What is a literature review?
It is a critical overview of what has been written on a topic.
- condenses the dispersed and lengthy primary literature into a cohesive and understandable summary
- both summarises and critiques primary sources.
- identifies the current literature, major themes and developments in the topic.
Why do a literature review?
- Preparation for research
- has your question been done before?
- is there a research gap? Are you doing replication?
- have the evidence and understanding at hand for your ethics and funding applications.
- learn from prior research to make your research stronger.
- preempt potential problems
- identify useful methodologies
- eg standardise outcome measures to allow comparison
- To enhance understanding
- summarise evidence for evidence based practice
- to prepare or update clinical practice guidelines
- As a standalone document
- for publication or as part of study requirements.
What is involved?
The level of rigour and thoroughness involved will depend on the type of review (see Types of review).
- Searching
- databases such as Medline or PubMed (no need to search both - they are essentially the same content) and Embase should always be searched.
- ensures you are searching peer reviewed material
- maximises your opportunity to discover relevant research.
- grey literature - reports by professional bodies and other organisations may be included.
- may still constitute credible literature despite not being in peer reviewed journals.

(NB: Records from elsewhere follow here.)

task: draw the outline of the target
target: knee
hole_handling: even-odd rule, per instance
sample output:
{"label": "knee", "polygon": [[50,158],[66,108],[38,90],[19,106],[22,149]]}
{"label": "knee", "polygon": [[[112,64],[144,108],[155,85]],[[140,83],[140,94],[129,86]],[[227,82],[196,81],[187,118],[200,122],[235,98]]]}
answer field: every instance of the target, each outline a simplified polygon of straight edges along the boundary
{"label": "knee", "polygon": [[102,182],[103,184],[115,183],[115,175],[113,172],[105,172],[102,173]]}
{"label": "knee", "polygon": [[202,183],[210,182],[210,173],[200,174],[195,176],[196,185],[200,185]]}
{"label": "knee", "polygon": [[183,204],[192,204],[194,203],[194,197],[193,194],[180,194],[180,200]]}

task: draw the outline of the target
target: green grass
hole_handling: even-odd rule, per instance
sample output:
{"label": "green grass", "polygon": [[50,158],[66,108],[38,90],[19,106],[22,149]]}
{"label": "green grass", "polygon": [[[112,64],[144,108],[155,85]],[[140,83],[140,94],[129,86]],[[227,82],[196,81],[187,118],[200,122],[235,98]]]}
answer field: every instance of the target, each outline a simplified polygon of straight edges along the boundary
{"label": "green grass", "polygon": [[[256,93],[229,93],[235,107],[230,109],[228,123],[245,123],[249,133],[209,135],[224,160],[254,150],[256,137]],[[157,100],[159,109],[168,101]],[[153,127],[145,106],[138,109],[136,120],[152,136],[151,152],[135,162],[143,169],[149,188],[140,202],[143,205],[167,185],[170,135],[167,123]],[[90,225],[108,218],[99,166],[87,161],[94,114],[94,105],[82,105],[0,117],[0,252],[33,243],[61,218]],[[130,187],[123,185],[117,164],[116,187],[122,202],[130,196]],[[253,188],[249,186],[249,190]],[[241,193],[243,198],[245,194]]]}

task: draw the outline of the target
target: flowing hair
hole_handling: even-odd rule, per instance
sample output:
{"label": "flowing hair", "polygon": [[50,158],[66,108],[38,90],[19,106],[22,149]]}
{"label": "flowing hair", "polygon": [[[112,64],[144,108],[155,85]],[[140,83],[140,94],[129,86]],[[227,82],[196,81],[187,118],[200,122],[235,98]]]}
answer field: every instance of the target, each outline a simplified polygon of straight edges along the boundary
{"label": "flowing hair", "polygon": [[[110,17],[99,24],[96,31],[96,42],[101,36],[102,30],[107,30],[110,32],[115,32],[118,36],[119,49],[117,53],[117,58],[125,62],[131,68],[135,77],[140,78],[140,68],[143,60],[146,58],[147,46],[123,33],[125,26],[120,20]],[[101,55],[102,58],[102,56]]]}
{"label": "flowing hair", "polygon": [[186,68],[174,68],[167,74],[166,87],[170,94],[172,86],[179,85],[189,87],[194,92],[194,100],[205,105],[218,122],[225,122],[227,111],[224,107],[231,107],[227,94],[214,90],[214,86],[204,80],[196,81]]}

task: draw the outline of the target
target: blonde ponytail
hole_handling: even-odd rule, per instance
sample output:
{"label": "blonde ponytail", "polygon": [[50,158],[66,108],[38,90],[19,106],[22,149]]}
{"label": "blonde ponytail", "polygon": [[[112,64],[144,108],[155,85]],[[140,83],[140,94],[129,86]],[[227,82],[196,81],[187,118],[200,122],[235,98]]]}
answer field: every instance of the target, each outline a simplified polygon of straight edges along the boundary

- apply critical thinking on inclusion.
- for assistance with searching use our online guide or contact the library to arrange a personal tutorial.
- Assessment
- analyse each article you review.
- more rigorous reviews (eg systematic reviews) require more rigorous appraisal.
- use critical appraisal tools if required.
- Organisation
- keep track of your literature and workflow
- utilise database functionality
- export directly to reference management programs
- export to a spreadsheet to screen results and keep notes organised,
- save your search so can easily add to it or re-run it.
- use reference managers (Endnote, Zotero,etc) to organise articles and assist write-up.
- Write
- Introduction.
- provides context for what follows
- demonstrates relevance and need for the review
- delineates scope - what your review will focus on, and what it will leave out
- Methods
- your sources - which databases,other sources
- how you searched - keywords, etc.
- may be described briefly in text, with full strategy in an appendix or supplementary materials section.
- inclusion and exclusion criteria
- which appraisal tools you used (if any)
- Results and Discussion
- what you found and your analysis
- structure will depend on how you choose to organise the results. Two common structures are:
- chronological - development of the topic over time OR
- thematic - organised by approaches within the overall topic
- Conclusion
- recap and 'take home' information
- the research gap
- why your research should be done
- future research suggestions
- Bibliography
- the publications you cited or reviewed.